TL/DR: emotions and vulnerability are icky but I’ll get there.
I’ve been told that I should be more vulnerable and show my sweet side to people more often. First of all, no. Second, ok well maybe. I’ll start with being vulnerable by explaining that I was just told this by the same person who lit-trully (but figuratively) broke my heart. I want to say that this was said from a place of caring and with the best of intentions…not realizing how brutal it was to hear from him considering I was completely vulnerable with him and here we were saying goodbye forever (what did you learn, Kris? Oh not to ever be vulnerable again? Oops!) Yeah yeah I’m still wounded four months later, but oh so close to using this as a “growth” moment (yaaay growing).

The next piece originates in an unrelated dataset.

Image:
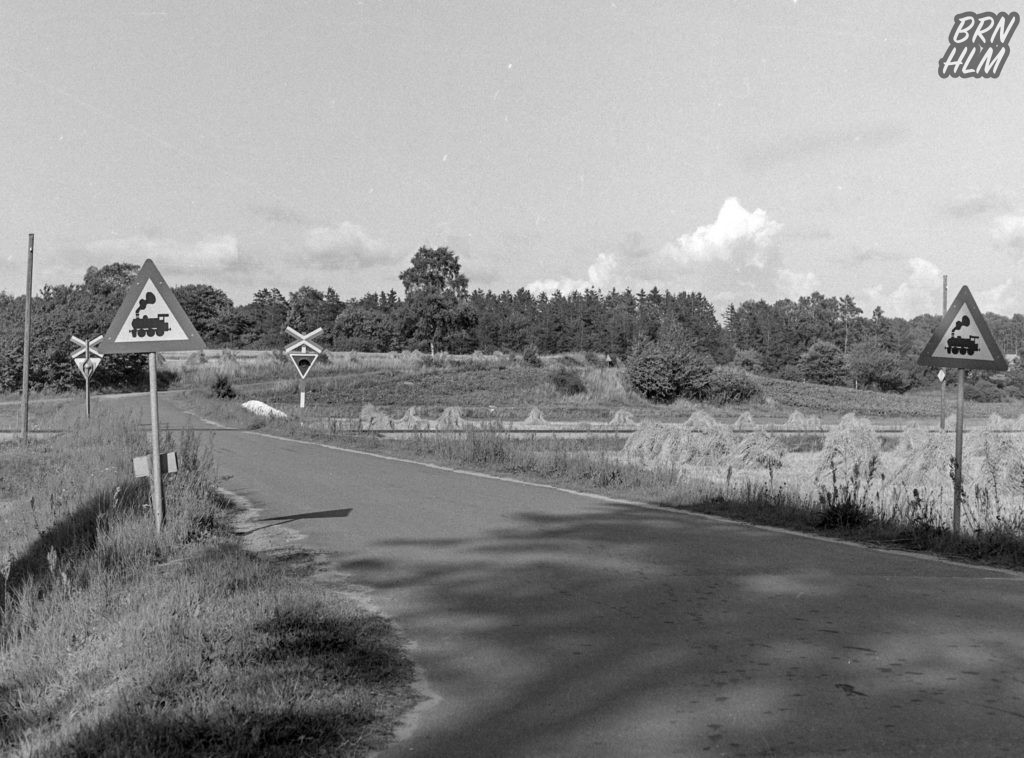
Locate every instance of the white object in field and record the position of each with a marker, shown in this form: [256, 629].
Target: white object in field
[261, 409]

April has begun and, being my birth month, shit’s about to get better dammit. I set a personal deadline for myself of April 1st to “move on and let go” ...with so many things. So I’m letting go...of hope for that relationship, of situations I can’t control, of people who can’t be fully authentic and brave, of about 18 bags of clothing and crap from my home which I will be selling soon (to move to the townhouse we are building!), and procrastination. You heard it here folks ... shit-is-getting-done-this-month.
Things I want to do (...umm not all this month girl. Don’t come at me):
• Write a book (or maybe an article to start with bc, no writing experience)
• Collaborate with like-minded folks in the LGBTQ world to continue to educate and support as many people as I can
• Reach women (and men, but womens are my passion) in larger numbers who need to hear from me (once I’ve shaken off my own bullshit wah-wahs) about this word “authenticity” - what it means and why it is SO critical to understand our own values as we move through transitions in life.
Oh I’ve got a vision board. It’s digital bc I’m not cutting and pasting...ain’t got time for arts and crafts y’all. You should *see* the beach house imma live in soon. I’ll invite you all over for a pool party. Oh, I didn’t mention the pool? Yes girl, it’s pretty spectacular. We will have some fun gatherings there for sure. Stick with me.
Ok that is as vulnerable as I’m getting right now, buuut with a sprinkle of sarcasm bc my brain will not allow straight emotional sharing. I blame my family.